Un dialogue qui est toujours nourri des prises de paroles, des papes, des évêques, des mouvements
et d’associations de chrétiens.
D’abord quelques versets du livre du Lévitique. (écrit entre les 16 et 12èmes siècles avant Jésus-
Christ …)
« Si ton frère devient pauvre chez toi et que les ressources lui manquent,
tu le soutiendras, même si c’est un immigré ou un résident temporaire,
afin qu’il puisse vivre chez toi. » (Lev 25, 25…)
Puis, une dizaine de siècles plus tard, Jésus s’adresse à ses disciples.
L’évangéliste St Matthieu (chap. 25) rapporte des mots de Jésus que nous connaissons bien.
Sous ce titre dans nos bibles « le jugement dernier » ou bien sous cet autre titre « l’humanité entière
jugée sur l’accueil des petits ».
« Venez, les bénis de mon Père, recevez en partage le Royaume qui a été préparé pour vous
depuis la fondation du monde.
Car j’ai eu faim et j’ai eu soif … et vous m’avez donné à manger… à boire ;
j’étais un étranger … malade … nu … en prison … et vous m’avez vêtu …visité recueilli …. …
Chaque fois que vous l’avez fait à l’un de ces plus petits qui sont mes frères, c’est à moi que
vous l’avez fait ! » – dit Jésus.
Troisième texte … Dès le 1er siècle, c’est l’apôtre Saint Jacques qui écrit :
« Écoutez -moi, vous, les gens riches ! … Vos richesses sont pourries, vos vêtements sont
mangés des mites, votre or et votre argent sont rouillés. …

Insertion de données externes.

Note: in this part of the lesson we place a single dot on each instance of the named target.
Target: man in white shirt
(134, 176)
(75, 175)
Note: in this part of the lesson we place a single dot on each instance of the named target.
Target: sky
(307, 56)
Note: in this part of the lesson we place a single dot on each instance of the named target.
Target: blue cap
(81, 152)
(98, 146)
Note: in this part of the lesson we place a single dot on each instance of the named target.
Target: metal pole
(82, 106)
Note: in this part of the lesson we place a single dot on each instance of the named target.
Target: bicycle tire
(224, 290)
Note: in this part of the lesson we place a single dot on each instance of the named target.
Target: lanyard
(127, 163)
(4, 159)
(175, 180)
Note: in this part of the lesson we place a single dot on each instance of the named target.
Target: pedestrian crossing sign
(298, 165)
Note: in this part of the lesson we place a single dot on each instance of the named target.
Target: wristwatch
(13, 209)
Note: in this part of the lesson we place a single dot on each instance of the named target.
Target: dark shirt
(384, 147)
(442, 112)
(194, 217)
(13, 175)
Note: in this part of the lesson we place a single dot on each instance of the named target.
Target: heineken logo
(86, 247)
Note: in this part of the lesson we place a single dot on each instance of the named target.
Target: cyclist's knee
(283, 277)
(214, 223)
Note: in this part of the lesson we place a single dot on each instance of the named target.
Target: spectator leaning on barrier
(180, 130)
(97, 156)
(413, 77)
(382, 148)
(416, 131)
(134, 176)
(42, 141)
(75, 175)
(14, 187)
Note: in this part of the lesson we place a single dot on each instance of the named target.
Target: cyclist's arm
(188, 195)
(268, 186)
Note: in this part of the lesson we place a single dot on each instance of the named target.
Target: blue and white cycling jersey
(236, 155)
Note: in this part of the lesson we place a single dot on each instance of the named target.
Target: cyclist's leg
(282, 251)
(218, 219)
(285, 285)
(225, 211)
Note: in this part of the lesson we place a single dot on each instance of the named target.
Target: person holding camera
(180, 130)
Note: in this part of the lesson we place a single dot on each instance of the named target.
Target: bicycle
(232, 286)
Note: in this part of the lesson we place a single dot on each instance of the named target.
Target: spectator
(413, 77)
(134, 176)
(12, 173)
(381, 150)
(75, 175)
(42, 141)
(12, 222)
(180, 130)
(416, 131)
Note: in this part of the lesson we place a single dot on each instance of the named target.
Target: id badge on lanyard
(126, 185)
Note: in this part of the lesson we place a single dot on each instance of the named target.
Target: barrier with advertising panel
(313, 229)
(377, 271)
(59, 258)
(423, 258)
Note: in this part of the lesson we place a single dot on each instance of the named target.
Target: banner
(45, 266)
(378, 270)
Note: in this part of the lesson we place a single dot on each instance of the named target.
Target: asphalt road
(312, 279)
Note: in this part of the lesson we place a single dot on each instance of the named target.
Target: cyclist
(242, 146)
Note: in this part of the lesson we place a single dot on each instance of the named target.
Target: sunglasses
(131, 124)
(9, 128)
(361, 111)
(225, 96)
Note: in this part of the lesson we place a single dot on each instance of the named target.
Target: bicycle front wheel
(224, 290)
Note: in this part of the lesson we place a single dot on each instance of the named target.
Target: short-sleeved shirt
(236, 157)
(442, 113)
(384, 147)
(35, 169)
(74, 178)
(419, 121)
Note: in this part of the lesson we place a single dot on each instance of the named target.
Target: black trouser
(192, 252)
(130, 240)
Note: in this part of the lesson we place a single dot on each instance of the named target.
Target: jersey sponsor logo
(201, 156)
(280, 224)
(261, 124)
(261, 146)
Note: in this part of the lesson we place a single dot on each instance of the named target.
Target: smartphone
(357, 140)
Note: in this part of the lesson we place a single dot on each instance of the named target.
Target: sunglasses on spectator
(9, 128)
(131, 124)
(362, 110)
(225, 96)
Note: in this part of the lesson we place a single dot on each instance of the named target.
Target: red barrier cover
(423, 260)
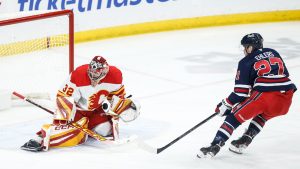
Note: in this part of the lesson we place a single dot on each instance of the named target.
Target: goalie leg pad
(104, 129)
(63, 135)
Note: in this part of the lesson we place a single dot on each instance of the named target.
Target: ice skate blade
(202, 156)
(236, 150)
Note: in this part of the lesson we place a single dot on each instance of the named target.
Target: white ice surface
(178, 77)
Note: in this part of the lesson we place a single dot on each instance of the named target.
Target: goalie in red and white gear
(93, 97)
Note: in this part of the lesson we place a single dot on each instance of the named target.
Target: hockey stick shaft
(159, 150)
(74, 124)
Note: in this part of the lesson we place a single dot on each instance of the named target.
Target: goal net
(36, 51)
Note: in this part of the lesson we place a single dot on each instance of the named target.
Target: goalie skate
(33, 146)
(238, 146)
(211, 151)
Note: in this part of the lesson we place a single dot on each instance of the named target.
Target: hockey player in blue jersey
(262, 90)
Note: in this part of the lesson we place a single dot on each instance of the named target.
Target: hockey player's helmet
(98, 68)
(253, 39)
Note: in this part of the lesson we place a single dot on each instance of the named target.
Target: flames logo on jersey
(94, 99)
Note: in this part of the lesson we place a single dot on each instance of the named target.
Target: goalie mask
(98, 68)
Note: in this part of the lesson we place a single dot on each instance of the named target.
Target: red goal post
(41, 16)
(28, 44)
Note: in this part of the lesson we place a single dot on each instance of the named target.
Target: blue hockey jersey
(263, 71)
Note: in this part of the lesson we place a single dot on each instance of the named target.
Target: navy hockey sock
(226, 130)
(256, 126)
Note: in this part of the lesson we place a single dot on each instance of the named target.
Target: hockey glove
(223, 108)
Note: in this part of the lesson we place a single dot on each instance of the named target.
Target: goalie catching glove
(126, 109)
(65, 112)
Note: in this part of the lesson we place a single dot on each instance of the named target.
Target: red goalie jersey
(88, 97)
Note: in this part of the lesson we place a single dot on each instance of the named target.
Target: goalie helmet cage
(32, 42)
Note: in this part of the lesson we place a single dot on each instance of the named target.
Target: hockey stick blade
(159, 150)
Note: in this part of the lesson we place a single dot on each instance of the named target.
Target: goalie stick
(159, 150)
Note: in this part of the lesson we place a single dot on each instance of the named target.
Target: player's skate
(238, 146)
(32, 145)
(211, 151)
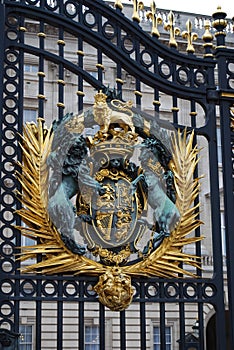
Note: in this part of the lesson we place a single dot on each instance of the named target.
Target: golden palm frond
(57, 258)
(165, 260)
(33, 177)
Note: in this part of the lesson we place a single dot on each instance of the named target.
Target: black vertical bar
(122, 330)
(228, 178)
(102, 325)
(80, 79)
(216, 228)
(162, 326)
(41, 72)
(175, 109)
(38, 316)
(60, 103)
(142, 317)
(181, 317)
(81, 315)
(201, 326)
(60, 316)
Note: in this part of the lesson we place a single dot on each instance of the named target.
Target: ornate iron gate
(60, 37)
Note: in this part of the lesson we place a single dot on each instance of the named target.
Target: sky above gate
(194, 6)
(198, 6)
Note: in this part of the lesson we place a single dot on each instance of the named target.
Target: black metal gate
(76, 47)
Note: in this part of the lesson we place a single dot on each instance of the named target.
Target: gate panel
(77, 47)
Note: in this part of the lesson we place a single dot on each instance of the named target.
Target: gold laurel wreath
(50, 253)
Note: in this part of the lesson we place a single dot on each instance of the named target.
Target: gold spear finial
(137, 5)
(169, 26)
(118, 4)
(156, 19)
(190, 36)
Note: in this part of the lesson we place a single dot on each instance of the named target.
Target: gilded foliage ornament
(111, 194)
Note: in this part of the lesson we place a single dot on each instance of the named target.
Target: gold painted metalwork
(169, 26)
(207, 36)
(138, 93)
(99, 65)
(61, 42)
(190, 36)
(80, 52)
(61, 81)
(41, 74)
(156, 19)
(156, 102)
(137, 5)
(114, 286)
(42, 97)
(118, 4)
(61, 104)
(41, 34)
(114, 289)
(175, 109)
(80, 93)
(118, 80)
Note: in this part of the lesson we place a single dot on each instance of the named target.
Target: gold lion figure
(114, 289)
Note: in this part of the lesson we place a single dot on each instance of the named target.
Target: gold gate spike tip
(115, 233)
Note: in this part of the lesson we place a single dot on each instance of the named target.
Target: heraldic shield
(104, 194)
(114, 214)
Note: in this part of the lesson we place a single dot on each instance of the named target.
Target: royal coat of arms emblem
(109, 192)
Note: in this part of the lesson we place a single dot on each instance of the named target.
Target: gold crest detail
(114, 286)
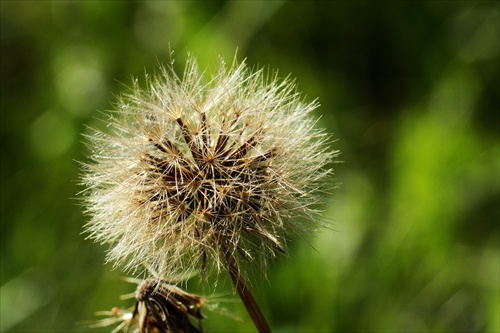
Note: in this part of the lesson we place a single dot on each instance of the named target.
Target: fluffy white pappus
(203, 173)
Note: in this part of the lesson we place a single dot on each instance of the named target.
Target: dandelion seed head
(195, 170)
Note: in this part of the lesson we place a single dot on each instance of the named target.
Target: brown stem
(248, 300)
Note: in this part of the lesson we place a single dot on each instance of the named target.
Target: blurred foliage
(410, 89)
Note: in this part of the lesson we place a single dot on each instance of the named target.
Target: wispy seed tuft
(201, 173)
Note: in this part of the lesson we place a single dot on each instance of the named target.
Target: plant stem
(248, 300)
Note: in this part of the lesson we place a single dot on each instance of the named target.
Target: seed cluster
(201, 173)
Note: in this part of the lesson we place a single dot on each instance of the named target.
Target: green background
(409, 88)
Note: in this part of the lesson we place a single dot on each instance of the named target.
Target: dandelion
(159, 307)
(206, 173)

Des travailleurs ont moissonné vos terres, et vous ne les avez pas payés ; … » (Jacques, 5, 1 …)
Jacques vise d’abord les grandes fortunes de son temps, bien sûr ….
Mais, nous pouvons nous interroger : comment s’adresse t’il à nous, à moi ?
Après ces trois sources, ceux que nous nommons les « Pères de l’Église » au 4ème siècle ne sont pas
restés silencieux … Je lis … :
– St Jean Chrysostome :
« Donne du pain et tu recevras le paradis.
Lave les mains de ton âme avec l’aumône. »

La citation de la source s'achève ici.